Europe is happy to help with money and technology. The world market leader
in biometrics is the French-Dutch company Gemalto, which operates in four
African countries. With an annual turnover of more than € 2 billion,
Gemalto supplies a large number of African countries from Algeria to South
Africa with biometrics and registered voters, a particularly sensitive
issue.
European border protection and African governance policies are thus brought
together. „We are cooperating with the African Union on biometrics,“ the EU
Commission said. This also involved matters such as the better handling of
elections, the registration of children or the establishment of registers
of persons. „But of course the data must also be used for migration
management.“
In Nigeria, for example. The country is regarded as a high passport of the
passport, Nigerians this year the second largest group of irregular
migrants from Africa in the EU. Since 2014 the 180 million inhabitants have
been equipped with biometric ID cards. The unambiguous identifiability of
Nigerian citizens is likely to greatly simplify the implementation of the
reintroduction agreement negotiated by the EU with Nigeria. In February
2016, the EU proposed European support for the expansion of the Nigerian
registry with biometrics in an internal strategy paper.

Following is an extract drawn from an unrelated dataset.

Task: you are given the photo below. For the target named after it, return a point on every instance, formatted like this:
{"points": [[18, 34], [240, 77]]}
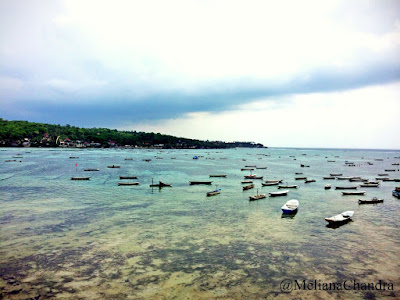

So far, only the data of 11 million Nigerians have been recorded; now the
Ecowas personnel ID has replaced the original project. It was controversial
anyway: the cards should serve as an electronic payment card, with
Mastercard as a partner.
Torn deal in Uganda
In other countries too, the contracts between governments and technology
groups are a source of controversy because of the high costs and opaque
procurement. In Gabon, the opposition to the government's overestimated
contract with Gemalto complains. In Uganda, Bavarian technology company
Mühlbauer hit the headlines in 2010 when company manager Josef Mühlbauer
met with Uganda's President Yoweri Museveni in the middle of the night,
accompanied by the German ambassador, to conclude a 64 million Euro
biometric ID card. After the Germans until 2012, according to Ugandan data
only 400 evasives delivered, the deal blown.
The largest Mühlbauer customer in Africa was until recently Algeria, which
was now taken over by Gemalto. „Highly skeptical“ the country is opposed to
a return agreement with the EU, states in an internal strategy paper of the
EU Commission, the taz is in possession of. Only a quarter of the planned
deportations of Algerians in 2014 were actually carried out. The deportees
do not want the country, but the biometrics pass. Here the interests
reunited. How the EU wants to move more towards Algiers is also in the
paper: Brussels wants to leverage money for a „biometric database“.
9 Dec 2016
## AUTOREN
Paul Welch Guerra
## TAGS
Lesestück Recherche und Reportage
Schwerpunkt Flucht
MigrationControl
Grenzschutz
migControl
Lesestück Recherche und Reportage
Schwerpunkt Flucht
Schwerpunkt Flucht
EU-Flüchtlingspolitik
## ARTIKEL ZUM THEMA
Das EU-Flüchtlingspolitik in Afrika: Abschied von Dadaab
Das größte Flüchtlingslager der Welt liegt in Kenia. Eine Generation
Somalier ist dort groß geworden. Nun soll es abgewickelt werden.
EU-Flüchtlingspolitik in Libyen: Zurück in den Krieg
Libyen ist durch den Bürgerkrieg stärker zerrüttet als irgendein anderes
Maghreb-Land. Trotzdem will die EU Flüchtlinge dorthin zurückschicken.
Business mit Flüchtlingen im Sudan: Die Ehre der Schleuser
Tamir und Khalid treten wie seriöse Geschäftsleute auf – sie brachten 5.000
Flüchtlinge nach Europa. Beide sind stolz darauf. Und sie sind
ausgestiegen.
Debatte EU-Flüchtlingspolitik in Afrika: Europas neuer Umriss
Unter Merkels Führung verteidigt die EU neuerdings ihre Außengrenzen tief
in Afrika. Das soll die Migration nach Europa radikal stoppen.